Program to find k-sized list where difference between largest and smallest item is minimum in Python

Given a list of numbers and an integer k, we need to select k elements to create a sublist where the difference between the largest and smallest elements is minimized. This problem requires finding the optimal contiguous subsequence after sorting.

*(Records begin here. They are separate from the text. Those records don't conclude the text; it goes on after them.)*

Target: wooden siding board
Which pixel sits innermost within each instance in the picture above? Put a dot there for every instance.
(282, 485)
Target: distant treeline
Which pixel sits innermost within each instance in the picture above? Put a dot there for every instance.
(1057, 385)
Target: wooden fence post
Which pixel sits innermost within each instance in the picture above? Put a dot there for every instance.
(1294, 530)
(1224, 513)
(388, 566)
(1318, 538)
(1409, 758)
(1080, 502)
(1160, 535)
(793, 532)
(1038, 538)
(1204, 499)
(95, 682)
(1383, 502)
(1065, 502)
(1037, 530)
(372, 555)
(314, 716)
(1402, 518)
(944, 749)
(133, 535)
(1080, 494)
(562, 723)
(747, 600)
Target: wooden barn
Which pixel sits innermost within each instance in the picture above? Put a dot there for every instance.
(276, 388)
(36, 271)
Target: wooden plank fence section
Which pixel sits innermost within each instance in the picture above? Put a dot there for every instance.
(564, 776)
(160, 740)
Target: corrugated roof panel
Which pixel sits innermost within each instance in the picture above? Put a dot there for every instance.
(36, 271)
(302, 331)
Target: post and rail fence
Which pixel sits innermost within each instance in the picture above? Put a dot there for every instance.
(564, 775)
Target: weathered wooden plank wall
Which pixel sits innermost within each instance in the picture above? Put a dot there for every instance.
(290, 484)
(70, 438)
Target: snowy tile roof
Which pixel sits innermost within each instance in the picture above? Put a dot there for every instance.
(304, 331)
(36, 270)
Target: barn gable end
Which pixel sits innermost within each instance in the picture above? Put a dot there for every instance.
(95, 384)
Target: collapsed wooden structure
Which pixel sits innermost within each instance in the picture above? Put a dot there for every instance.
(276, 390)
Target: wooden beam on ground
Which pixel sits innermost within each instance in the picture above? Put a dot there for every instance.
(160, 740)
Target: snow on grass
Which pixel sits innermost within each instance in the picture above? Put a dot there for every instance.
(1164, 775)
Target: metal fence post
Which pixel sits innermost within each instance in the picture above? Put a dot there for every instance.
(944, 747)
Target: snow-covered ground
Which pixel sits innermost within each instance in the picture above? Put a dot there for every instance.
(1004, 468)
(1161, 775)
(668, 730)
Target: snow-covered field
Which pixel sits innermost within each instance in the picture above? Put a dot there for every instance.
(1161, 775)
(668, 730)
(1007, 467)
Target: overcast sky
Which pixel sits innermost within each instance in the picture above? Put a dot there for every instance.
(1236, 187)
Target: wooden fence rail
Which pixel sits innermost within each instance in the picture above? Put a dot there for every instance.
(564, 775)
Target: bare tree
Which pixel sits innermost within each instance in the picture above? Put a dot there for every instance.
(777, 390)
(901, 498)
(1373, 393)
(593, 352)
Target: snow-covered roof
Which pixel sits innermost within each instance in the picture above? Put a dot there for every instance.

For example, if nums = [3, 11, 6, 2, 9] and k = 3, the output will be 4 because the best sublist we can make is [2, 3, 6] with difference 6 - 2 = 4.

Algorithm

To solve this problem, we follow these steps:

• Sort the input list to group similar numbers together

• Create a list to store differences for each possible k-sized window

• For each possible starting position, calculate the difference between the largest and smallest elements in the k-sized window

• Return the minimum difference found

Example

Here's the implementation to find the minimum difference ?

class Solution:
    def solve(self, nums, k):
        nums.sort()
        differences = []
        
        for i in range(len(nums) - k + 1):
            differences.append(nums[i + k - 1] - nums[i])
        
        return min(differences)

# Test the solution
ob = Solution()
nums = [3, 11, 6, 2, 9]
k = 3
result = ob.solve(nums, k)
print(f"Minimum difference: {result}")

# Show the sorted array and possible windows
nums_sorted = sorted(nums)
print(f"Sorted array: {nums_sorted}")
print("Possible k-sized windows:")
for i in range(len(nums_sorted) - k + 1):
    window = nums_sorted[i:i+k]
    diff = window[-1] - window[0]
    print(f"Window {window}: difference = {diff}")

Minimum difference: 4
Sorted array: [2, 3, 6, 9, 11]
Possible k-sized windows:
Window [2, 3, 6]: difference = 4
Window [3, 6, 9]: difference = 6
Window [6, 9, 11]: difference = 5

How It Works

The algorithm works by:

1. Sorting: After sorting [3, 11, 6, 2, 9], we get [2, 3, 6, 9, 11]

2. Sliding window: We examine each possible k-sized contiguous subsequence

3. Calculate differences: For each window, the difference is last_element - first_element

4. Find minimum: Return the smallest difference among all windows

Optimized Version

We can optimize by avoiding the extra list to store differences ?

def min_difference_optimized(nums, k):
    if k == 1:
        return 0
    
    nums.sort()
    min_diff = float('inf')
    
    for i in range(len(nums) - k + 1):
        diff = nums[i + k - 1] - nums[i]
        min_diff = min(min_diff, diff)
    
    return min_diff

# Test the optimized version
nums = [3, 11, 6, 2, 9]
k = 3
result = min_difference_optimized(nums, k)
print(f"Minimum difference (optimized): {result}")

Minimum difference (optimized): 4

Conclusion

The key insight is that after sorting, the optimal k-sized sublist with minimum difference will always be a contiguous subsequence. The time complexity is O(n log n) for sorting, and space complexity is O(1) for the optimized version.